Quirky design features and the clever use of colour set this garden apart
Story: Karen Booth
Photos: Glenn Weiss
Clad in a colourful medley of mosaic tiles, the water feature is the undeniable focal point in this crisply contemporary Brisbane garden. Striking a cheery tone, the same mosaic mix has been used to highlight a section of the modern pool.
Landscape designer, Wayne Giebel, who describes the garden as “low-maintenance and of modern style”, chose the garden’s colour scheme — green, yellow, purple and white — to coordinate with the external colours of the house and to blend with the home’s interior décor.
This attention to detail is particularly evident in the plant selection. Gardenias (Gardenia augusta ‘Florida’) were chosen for their creamy white flowers; day lilies (Hemerocallis ‘Stella Bella’) for their beautiful yellow blooms, Plectranthus ‘Mona Lavender’ for its spikes of purple flowers and lily turf (Liriope muscari ‘Sunproof’) for its subtle mauve flowers and variegated yellow foliage.

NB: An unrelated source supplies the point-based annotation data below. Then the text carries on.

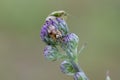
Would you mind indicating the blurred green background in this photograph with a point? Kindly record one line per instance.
(96, 22)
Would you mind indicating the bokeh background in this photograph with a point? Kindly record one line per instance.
(96, 22)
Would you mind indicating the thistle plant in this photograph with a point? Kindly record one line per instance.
(55, 33)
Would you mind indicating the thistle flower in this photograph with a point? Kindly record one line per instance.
(80, 76)
(53, 30)
(51, 53)
(67, 68)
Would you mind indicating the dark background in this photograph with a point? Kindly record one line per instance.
(96, 22)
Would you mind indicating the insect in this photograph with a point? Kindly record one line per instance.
(60, 14)
(54, 33)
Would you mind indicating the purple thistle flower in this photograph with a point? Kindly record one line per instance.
(67, 68)
(51, 53)
(53, 29)
(80, 76)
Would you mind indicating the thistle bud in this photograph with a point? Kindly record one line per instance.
(80, 76)
(51, 53)
(53, 29)
(70, 43)
(67, 68)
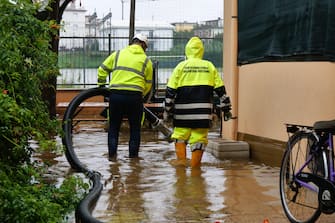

It is also apparent in the ivory-coloured, limestone-finished Chelmstone pavers, pool coping and wall capping.
“The garden invites relaxation and helps the owners unwind after the rigours of their demanding jobs,” says Wayne. “They can lounge around, enjoy a cool drink while they sit in the wet bar at the end of the pool, have a meal and relax with the sounds of running water from the spectacular water feature or simply enjoy the view out to the pool from the large, covered eating area”
To ensure a coordinated look, the existing sleeper walls and timber fence had to be hidden. “The timber fence along the left-hand side boundary wall was warped and twisted (even though it was only 18 months old) so new timber posts and rails were positioned to correct the uneven finish. We then placed Natureed® along the fence line and fastened the screening to the new timber rails,” explains Wayne, whose company, Wayne Giebel Landscapes, also constructed the garden.
Picking up on the Natureed® screening, a natural reed screening material was also fixed to the roof of the triangular poolside pergola.
Perhaps the greatest challenge, he says, was to incorporate all the features the client wanted without making the space seem overcrowded or too busy. To do this, the main section of the rendered and painted concrete block retaining wall is positioned on top of the pool shell. This created more room for the pool and the paved areas around it.
“At night, 12-volt lighting adds a dramatic touch to this space with uplighting on the Natureed® fence, underwater lighting in the pool and water feature, as well as strategically placed path lights and downlights,” adds Wayne.